5115 chevreuils à prélever au minimum

Le tir d’été lui reste faible : on parle ici d’une chasse d’approche, individuelle et sans chien, qui ne concerne que trois espèces (chevreuils, sangliers et renards) sur des zones géographiques précises. « Concernant le brocard, on cible les animaux malades, chétifs, blessés ou avec un comportement étrange, de manière à maintenir un cheptel de qualité. Le sanglier, c’est surtout pour la prévention des dégâts dans les champs. C’est de l’effarouchement plutôt que de la sélection », confie Jean-Maurice Boillon. Début juin, c’est aussi la date de publication du plan de chasse 2023 – 2024 qui elle concerne aussi l’ouverture générale, prévue le 10 septembre.

À l’intérieur, les quotas d’animaux à prélever pour maintenir un équilibre environnemental et cynégétique stable. Cette saison, la Préfecture du Doubs a instauré une fourchette d’attribution similaire à celle de l’an passé pour les chevreuils : entre 6551 et 7852 attributions réparties entre différentes unités de gestion avec un nombre minimal de 5115 chevreuils à prélever. « J’ai vu quelques inquiétudes concernant les chiffres. Pour une part elles sont passionnelles, quand on parle de milliers d’animaux, le grand public ne tolère pas la mort, c’est une réaction de principe. On ne retrouve pas les mêmes réactions pour la pêche par exemple. Nous, nous n’avons pas d’opposition de principe à la chasse. Néanmoins, elle comporte certaines dispositions qui posent un problème. », commente Gilles Benest, président de France Nature Environnement dans le Doubs.

« C’est bien le préfet qui décide du nombre d’attributions sur notre territoire, pas les chasseurs. Nous sommes obligés de respecter un minimum obligatoire, sous peine de voir la société de chasse sanctionnée. Nos méthodes sont calibrées par des scientifiques, standardisées et inscrites au répertoire des protocoles de suivi de la faune sauvage. C’est une passion mais surtout un métier, on emploi une dizaine d’écologues à la fédération.
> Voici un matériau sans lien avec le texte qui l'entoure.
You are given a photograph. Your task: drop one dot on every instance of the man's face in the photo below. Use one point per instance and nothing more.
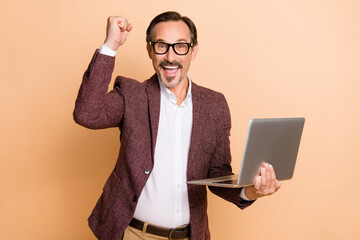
(170, 67)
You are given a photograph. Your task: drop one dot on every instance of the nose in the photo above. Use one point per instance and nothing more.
(170, 56)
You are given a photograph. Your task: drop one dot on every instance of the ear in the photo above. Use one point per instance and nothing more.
(149, 49)
(194, 51)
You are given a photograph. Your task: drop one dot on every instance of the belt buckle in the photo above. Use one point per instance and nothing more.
(171, 232)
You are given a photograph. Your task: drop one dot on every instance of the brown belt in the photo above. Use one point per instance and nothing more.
(171, 233)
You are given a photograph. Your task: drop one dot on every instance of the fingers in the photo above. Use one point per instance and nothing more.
(117, 30)
(123, 24)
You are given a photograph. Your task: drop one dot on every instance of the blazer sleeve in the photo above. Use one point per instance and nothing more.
(95, 107)
(221, 158)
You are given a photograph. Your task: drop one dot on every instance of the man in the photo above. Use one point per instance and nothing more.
(172, 130)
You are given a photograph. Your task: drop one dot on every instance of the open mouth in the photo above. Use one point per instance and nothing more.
(170, 69)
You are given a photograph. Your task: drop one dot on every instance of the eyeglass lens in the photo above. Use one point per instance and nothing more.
(179, 48)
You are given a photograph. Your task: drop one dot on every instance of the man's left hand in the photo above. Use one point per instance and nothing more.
(265, 184)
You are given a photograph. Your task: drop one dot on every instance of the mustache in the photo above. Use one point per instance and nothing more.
(170, 64)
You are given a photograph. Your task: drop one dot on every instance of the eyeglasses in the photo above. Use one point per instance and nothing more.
(179, 48)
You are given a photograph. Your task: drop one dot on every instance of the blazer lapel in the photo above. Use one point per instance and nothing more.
(153, 94)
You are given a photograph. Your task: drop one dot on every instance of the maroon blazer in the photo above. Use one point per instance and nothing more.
(134, 107)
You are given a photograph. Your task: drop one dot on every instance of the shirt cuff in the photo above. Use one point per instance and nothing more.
(107, 51)
(243, 196)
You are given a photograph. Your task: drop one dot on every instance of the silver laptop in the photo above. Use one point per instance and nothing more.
(273, 140)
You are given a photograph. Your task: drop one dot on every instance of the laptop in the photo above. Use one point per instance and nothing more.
(271, 140)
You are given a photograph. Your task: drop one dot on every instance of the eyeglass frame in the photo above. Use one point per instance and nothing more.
(173, 47)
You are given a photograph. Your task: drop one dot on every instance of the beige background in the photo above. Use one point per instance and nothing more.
(270, 59)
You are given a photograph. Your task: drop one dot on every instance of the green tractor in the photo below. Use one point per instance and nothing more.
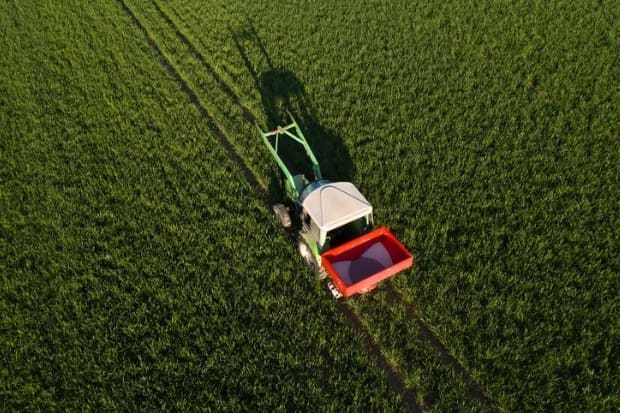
(336, 235)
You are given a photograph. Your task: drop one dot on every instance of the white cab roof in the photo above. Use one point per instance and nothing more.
(336, 204)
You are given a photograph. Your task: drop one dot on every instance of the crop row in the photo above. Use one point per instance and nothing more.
(569, 50)
(139, 269)
(507, 198)
(455, 395)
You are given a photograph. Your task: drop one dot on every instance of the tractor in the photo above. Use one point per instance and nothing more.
(333, 221)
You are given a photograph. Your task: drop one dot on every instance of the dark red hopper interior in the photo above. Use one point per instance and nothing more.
(357, 266)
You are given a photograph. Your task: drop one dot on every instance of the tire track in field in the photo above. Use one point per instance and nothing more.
(474, 389)
(394, 376)
(204, 113)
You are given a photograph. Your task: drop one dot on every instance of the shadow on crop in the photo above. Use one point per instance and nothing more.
(281, 89)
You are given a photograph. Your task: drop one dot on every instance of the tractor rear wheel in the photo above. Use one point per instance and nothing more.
(282, 214)
(307, 255)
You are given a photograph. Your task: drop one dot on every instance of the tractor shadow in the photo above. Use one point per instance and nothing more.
(281, 89)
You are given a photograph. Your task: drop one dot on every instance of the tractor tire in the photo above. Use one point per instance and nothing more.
(282, 214)
(307, 255)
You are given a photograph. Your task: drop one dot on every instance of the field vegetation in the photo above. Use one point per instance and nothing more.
(137, 252)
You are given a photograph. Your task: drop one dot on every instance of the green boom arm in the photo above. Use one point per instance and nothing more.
(294, 184)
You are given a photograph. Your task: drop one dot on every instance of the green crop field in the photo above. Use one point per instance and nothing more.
(141, 266)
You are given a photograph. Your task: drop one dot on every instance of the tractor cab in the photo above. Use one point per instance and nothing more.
(335, 238)
(333, 213)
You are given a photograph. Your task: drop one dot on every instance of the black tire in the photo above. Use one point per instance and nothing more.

On ne bricole pas les chiffres, des dizaines de paramètres sont pris en compte avec des études faites sur minimum 10 ans. », se défend Jean-Maurice Boillon.

Prélèvements en baisse

Si pour le grand public ces chiffres paraissent importants, les prélèvements de chevreuils ont baissé d’environ 40% en 20 ans dans le Doubs. « Nous avions 10 000 attributions environ en 2004, aujourd’hui 7800 au maximum pour environ 6000 prélèvements. Cette baisse est due en grande partie au retour du Lynx », explique Jean-Maurice Boillon. Au niveau national, le chevreuil a pourtant augmenté de 20% entre 2005 et 2020, d’après le dernier rapport sur les forêts françaises. Étrangement, dans sa synthèse des observations du public sur ce plan de chasse 2023 – 2024,  la préfecture note : « si les chasseurs devront prélever 5115 animaux, il n’est techniquement pas possible qu’ils prélèvent 7852 chevreuils qui est le maximum qui peut réglementairement leur être attribué. »

Le département manquerait-ils de chasseurs ? En tout cas le nombre de pratiquants est en légère mais constante baisse, d’1 à 2% par an, depuis une décennie. Si les débats sont parfois tendus, la Fédération de Chasse du Doubs et France Nature Environnement 25-90 travaillent conjointement sur plusieurs projets. C’est notamment le cas sur le renard et le projet CARELI depuis 2020.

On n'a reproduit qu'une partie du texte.